1.         À Victoriaville, le ou vers le 5 juillet 2012, l’intimé a contrefait les initiales de ses clients R.B. et D.B. sur deux formulaires «Demande d’ouverture et de mise à jour de compte» de leur compte conjoint numéro [...], contrevenant ainsi aux articles 16 de la Loi sur la distribution de produits et services financiers (RLRQ, ch. D-9.2), 10, 14 et 16 du Règlement sur la déontologie dans les disciplines de valeurs mobilières (RLRQ, ch. D-9.2, r.7.1).

[2]          Alors que la plaignante était représentée par procureur, l’intimé se représentait seul.

[3]          Après que le comité se soit assuré que l’intimé comprenait que, par un plaidoyer de culpabilité, il reconnaissait les gestes reprochés et que ceux-ci constituaient des infractions déontologiques, l’intimé a enregistré un plaidoyer de culpabilité sous l’unique chef d’accusation porté contre lui.

[4]          Le procureur de la plaignante a déposé pour seule preuve l’attestation de droit de pratique de l’intimé (P-1) ajoutant être d’avis que, dans le cas d’enregistrement d’un plaidoyer de culpabilité par l’intimé, la partie plaignante était déchargée de son fardeau de preuve et n’avait ainsi aucune obligation de déposer la preuve documentaire relative aux infractions commises.

[5]          Cette question ayant déjà été soulevée devant une autre formation du comité et, en attendant la décision de ce dernier sur celle-ci, le présent comité a requis le dépôt de la preuve documentaire supportant les gestes reprochés au chef d’accusation de cette plainte.

[6]          En conséquence, le procureur de la plaignante a déposé les formulaires d’ouverture de compte allégués et a ensuite relaté le contexte de la commission des infractions reprochées.

REPRÉSENTATIONS DES PARTIES SUR SANCTION

LA PLAIGNANTE

[7]          Le procureur de la plaignante a recommandé d’ordonner la radiation temporaire de l’intimé pour une période de deux mois, sa condamnation au paiement des déboursés ainsi que la publication de la décision.  

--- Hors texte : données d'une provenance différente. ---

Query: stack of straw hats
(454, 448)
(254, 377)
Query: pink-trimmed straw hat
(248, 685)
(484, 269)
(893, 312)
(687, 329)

[8]          Il a, en sus de la gravité objective de l’infraction, invoqué les facteurs atténuants suivants :

a)     L’absence d’intention malveillante;

b)     La collaboration de l’intimé à l’enquête;

c)      L’enregistrement d’un plaidoyer de culpabilité à la première occasion;

d)     L’absence d’antécédent disciplinaire;

e)     Les regrets exprimés par l’intimé.

[9]           À l’appui, il a soumis une série de décisions[1], en prenant soin de souligner les similitudes et les distinctions avec le cas en l’espèce.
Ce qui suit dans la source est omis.